弁護士ドラマとしてはあまりにもオーソドックス過ぎる作りだが、丁寧に作られているとは思う。
冤罪というテーマで毎回無罪を勝ち取るという展開には現実味が無いので、今後は真実を究明しても事実は覆せないといった挫折の展開も予想できる。

その時に、警察も検察も被告の証言をも鵜呑みにせず、しっかりと証拠を集め事実確認を行い真実を明らかにするという行為がいかに重要かを今の時代状況と向き合った上で主張することには十分に意義がある。
寡黙な主人公の静かな情熱にもう少し付き合ってもいいかなと思った。

『ゾンビが来たから人生見つめ直した件』初回

初回に関して言えばこれは物凄く良く出来てた。
今ゾンビものを真正面から作るリスク(『カメラを止めるな!』の二番煎じ)を完全に逆手に取って、ゾンビを非日常の意味的なメタファーとしてのみ使い、そこに地方のアラサー女子をぶつける狙いが素晴らしい。

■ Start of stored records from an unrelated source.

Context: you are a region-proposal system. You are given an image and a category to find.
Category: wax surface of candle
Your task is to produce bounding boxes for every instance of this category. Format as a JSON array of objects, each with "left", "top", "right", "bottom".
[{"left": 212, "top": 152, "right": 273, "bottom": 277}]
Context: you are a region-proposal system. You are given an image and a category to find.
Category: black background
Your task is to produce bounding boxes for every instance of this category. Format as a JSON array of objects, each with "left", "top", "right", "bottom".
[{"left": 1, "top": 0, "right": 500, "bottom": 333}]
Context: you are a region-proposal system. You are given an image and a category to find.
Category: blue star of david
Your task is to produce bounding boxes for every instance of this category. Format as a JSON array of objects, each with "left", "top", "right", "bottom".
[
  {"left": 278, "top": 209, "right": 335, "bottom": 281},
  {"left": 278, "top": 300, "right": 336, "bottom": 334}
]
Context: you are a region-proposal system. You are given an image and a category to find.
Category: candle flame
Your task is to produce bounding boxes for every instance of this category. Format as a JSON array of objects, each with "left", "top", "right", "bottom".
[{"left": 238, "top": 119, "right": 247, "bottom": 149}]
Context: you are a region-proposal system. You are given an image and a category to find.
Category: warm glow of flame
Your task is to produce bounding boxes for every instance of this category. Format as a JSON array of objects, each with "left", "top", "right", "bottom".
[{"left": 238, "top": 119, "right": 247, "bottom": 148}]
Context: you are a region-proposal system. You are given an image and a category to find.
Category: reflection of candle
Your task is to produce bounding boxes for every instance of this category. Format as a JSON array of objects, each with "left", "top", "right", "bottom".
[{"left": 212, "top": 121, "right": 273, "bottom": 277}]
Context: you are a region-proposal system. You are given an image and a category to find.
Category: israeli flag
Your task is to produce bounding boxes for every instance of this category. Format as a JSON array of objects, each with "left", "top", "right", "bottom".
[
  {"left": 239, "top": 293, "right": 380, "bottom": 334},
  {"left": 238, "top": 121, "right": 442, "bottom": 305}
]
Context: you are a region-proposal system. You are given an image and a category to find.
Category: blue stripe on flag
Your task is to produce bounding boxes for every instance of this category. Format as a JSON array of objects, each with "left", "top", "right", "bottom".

いつの時代もゾンビは不安や危機のモチーフであり、物語のテーマはあくまで一つ屋根の下で暮らさざるを得ないアラサー女子3人の現状。彼女たちが抱える三者三様の問題を30分という短い尺の中で見事に解説しきっていた。
終わりなき日常に亀裂が生じた今後の彼女たちのあられもない生命力に期待。

『トクサツガガガ』初回


特オタを隠しながら日々を過ごす女の子の苦悩や奮闘をコメディタッチで描く。今でこそ世間のオタクに対するイメージはかなり軟化したが、それでも特殊な趣味趣向は特に職場において、未だにどの程度までオープンにするかと悩む人も多いはず。

会話の流れでたまたま発覚し意気投合したり、はたまた思い切って打ち明けたら死ぬほど盛り上がらかったりと、誰もが経験したことのあるようなあるあるで今後物語が安定して進んでいくのだろうと予測できた。
小芝風花のコメディエンヌぶりと特撮的な演出も嫌味がなく好感を持った。